「藤沢周平の世界」を楽しみに
「藤沢周平の世界」の配本を毎週楽しみにしています。
あらすじの紹介や情景をよく醸し出す写真もさることながら、とりわけ良いと思うのが優れた読み手によるエッセー(「○○が読む」)。ぼくは、藤沢さんの作品はとにかく実際に(できれば)繰り返し読むのが一番で、下手な解説は不要と思っているけれど、このシリーズについては味読・熟読していますよ。
たとえば「09」号ではあさのあつこさん。ぼくは知らないけれど、そういえば娘が読んでいたな、という作家。彼女の文章はアツかった。

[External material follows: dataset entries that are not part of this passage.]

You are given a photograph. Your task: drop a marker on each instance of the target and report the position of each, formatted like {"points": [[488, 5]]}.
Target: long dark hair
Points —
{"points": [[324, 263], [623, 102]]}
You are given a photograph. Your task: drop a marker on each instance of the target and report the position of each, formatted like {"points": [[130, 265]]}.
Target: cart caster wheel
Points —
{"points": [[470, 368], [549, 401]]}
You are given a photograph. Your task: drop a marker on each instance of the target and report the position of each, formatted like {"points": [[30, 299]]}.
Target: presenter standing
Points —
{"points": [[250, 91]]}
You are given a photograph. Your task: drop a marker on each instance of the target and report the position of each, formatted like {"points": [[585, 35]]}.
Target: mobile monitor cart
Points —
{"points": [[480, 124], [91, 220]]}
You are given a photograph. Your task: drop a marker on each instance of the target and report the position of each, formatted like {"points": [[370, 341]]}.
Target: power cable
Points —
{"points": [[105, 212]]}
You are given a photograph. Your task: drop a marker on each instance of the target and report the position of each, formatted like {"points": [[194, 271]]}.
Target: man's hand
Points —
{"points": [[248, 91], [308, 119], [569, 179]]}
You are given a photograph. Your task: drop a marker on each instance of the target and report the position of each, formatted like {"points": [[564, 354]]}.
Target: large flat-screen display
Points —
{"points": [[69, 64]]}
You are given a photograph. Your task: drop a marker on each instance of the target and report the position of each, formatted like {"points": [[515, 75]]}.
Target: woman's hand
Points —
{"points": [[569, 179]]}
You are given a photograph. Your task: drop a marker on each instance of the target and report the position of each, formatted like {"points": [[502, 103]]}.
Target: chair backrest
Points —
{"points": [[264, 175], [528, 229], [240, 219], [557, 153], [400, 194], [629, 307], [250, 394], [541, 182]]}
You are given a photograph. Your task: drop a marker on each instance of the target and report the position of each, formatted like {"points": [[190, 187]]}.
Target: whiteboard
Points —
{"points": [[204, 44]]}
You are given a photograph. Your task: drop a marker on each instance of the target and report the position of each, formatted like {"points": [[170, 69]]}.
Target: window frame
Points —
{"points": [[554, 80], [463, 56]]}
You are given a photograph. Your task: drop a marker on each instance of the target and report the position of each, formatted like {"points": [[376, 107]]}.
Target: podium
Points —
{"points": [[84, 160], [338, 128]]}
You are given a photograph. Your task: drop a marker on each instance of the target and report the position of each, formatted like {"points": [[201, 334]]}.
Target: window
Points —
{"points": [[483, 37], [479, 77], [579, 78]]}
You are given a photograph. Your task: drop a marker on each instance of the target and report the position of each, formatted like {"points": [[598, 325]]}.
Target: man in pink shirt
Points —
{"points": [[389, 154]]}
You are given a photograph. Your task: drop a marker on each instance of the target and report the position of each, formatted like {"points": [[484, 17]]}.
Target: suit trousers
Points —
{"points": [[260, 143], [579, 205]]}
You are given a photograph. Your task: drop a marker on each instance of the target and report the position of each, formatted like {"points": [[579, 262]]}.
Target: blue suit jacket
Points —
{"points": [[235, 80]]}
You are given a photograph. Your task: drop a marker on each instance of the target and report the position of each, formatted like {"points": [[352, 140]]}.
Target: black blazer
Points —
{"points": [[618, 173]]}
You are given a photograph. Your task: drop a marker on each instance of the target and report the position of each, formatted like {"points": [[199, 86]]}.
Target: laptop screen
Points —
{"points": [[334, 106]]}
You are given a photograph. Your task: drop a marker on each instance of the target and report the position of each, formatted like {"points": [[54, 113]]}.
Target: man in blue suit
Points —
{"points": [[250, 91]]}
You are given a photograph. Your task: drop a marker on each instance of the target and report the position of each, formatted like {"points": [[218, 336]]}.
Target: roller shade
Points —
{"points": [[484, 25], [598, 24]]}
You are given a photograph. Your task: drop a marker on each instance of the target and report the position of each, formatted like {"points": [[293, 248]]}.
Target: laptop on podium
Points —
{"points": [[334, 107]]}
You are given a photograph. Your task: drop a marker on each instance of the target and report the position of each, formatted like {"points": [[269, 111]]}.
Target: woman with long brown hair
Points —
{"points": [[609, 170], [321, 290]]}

藤沢作品が好きで、好きで、読み続け、読み直し、読み漁り、いつの間にかその大半を読み尽くしていることに気がついたとき、私は少なからず慌てた。……すべての作品を読んでしまったら、もう後がないじゃないの……。
『風の果て』はそんな貴重な読み残しの一冊。読み終えてのち、あさのさんは「幸福」を実感します。
それにしても……と、わたしは目を開け、考える。とうとう『風の果て』を読んでしまったんだ。満たされながら切ない。また涙が出そうになる。そのくせ、心身に力が宿っている。読む前よりずっと強く宿っている。
これは批評や分析の類いではありません。彼女のこころの共鳴であり、それはまたぼくたち自身のそれでもあり、だからうれしいのです。